All’affermazione del ministro “la pacchia è finita”, i lavoratori migranti della piana di Gioia Tauro hanno risposto con lo sciopero, gridando a gran voce: “Salvini è la tua di pacchia ad essere finita”.

Ben detto!

Il nuovo governo ci parla di cambiamento e non è un mistero che su questo c’è aspettativa a livello di massa, dopo dieci anni di crisi e di austerità e la disastrosa esperienza delle politiche concertative volute dalle burocrazie sindacali.

Il “contratto di governo” fa alcune promesse che vanno nella direzione giusta (abolizione della Fornero, revisione del jobs act, reddito di cittadinanza) ma sono promesse che con ogni evidenza questo esecutivo non è in grado di mantenere, e che non ha intenzione di mantenere nella misura in cui non è disposto a rompere con la logica delle compatibilità e dei vincoli di quel sistema capitalista di produzione dentro il quale ha i piedi ben piantati.

Sarebbe un grave errore se da parte del sindacalismo di classe e di tutti coloro che sono attivi nei movimenti sociali si generassero illusioni su quanto può arrivarci dal nuovo esecutivo, in una logica della delega e del “governo amico” simile a quella che Cgil-Cisl e Uil hanno avuto nei confronti dei governi di centrosinistra.
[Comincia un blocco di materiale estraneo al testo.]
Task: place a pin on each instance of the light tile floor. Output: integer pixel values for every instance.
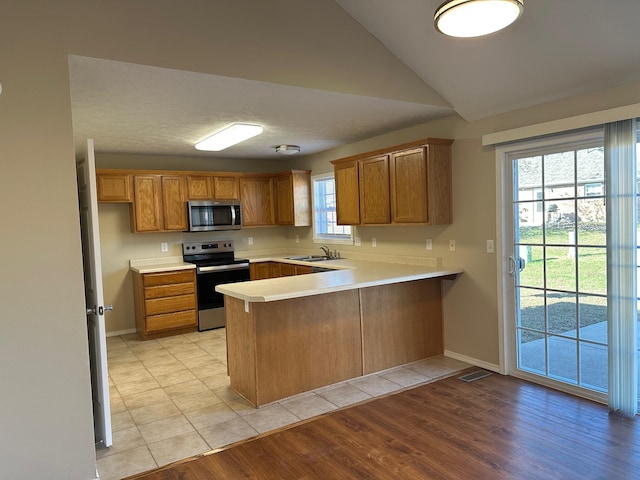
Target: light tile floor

I lavoratori, gli sfruttati non hanno governi amici se non quelli che in un futuro (speriamo non troppo lontano) formeranno loro stessi, ma oggi in questo sistema possono contare solo sulla propria forza organizzata, sulla capacità di mobilitazione e di unificazione delle lotte.

La manifestazione del 16 giugno, nel nuovo contesto politico e sociale, può inaugurare una nuova stagione di ripresa del conflitto sociale e allo stesso tempo del pensiero critico, alternativo e di classe. Ad alimentarla ci sarà la manifesta incapacità del populismo (in tutte le sue varianti) di offrire soluzioni alla crisi del sistema capitalista.

Rivendichiamo e facciamo nostra la “piattaforma di lotta contro le diseguaglianze sociali” nella consapevolezza che questa può affermarsi solo in una lotta implacabile contro l’Unione europea e contro qualsiasi governo che in questa Europa dichiara di volerci stare, così come ha fatto Conte nel suo discorso di insediamento alle Camere.

Rifiutiamo il bastone di Salvini e la carota di Di Maio, perché sono parte della stessa politica che non mancherà di rivelarsi disastrosa per i lavoratori, le donne, i giovani, gli sfruttati in genere di questo paese.

Per queste ragioni SCR aderirà alla manifestazione del 16 giugno a Roma e scenderà in piazza a fianco dei compagni dell’Usb e delle altre realtà politiche e sociali che vorranno essere presenti, ma soprattutto scenderemo in piazza a fianco dei nostri fratelli e compagni immigrati, che rappresentano il settore più sfruttato ed oppresso della classe sociale a cui apparteniamo.

Perché la morte di Soumayla e di altri compagni non sia stata invano, lottiamo uniti e mettiamo fine a questo sistema di sfruttamento!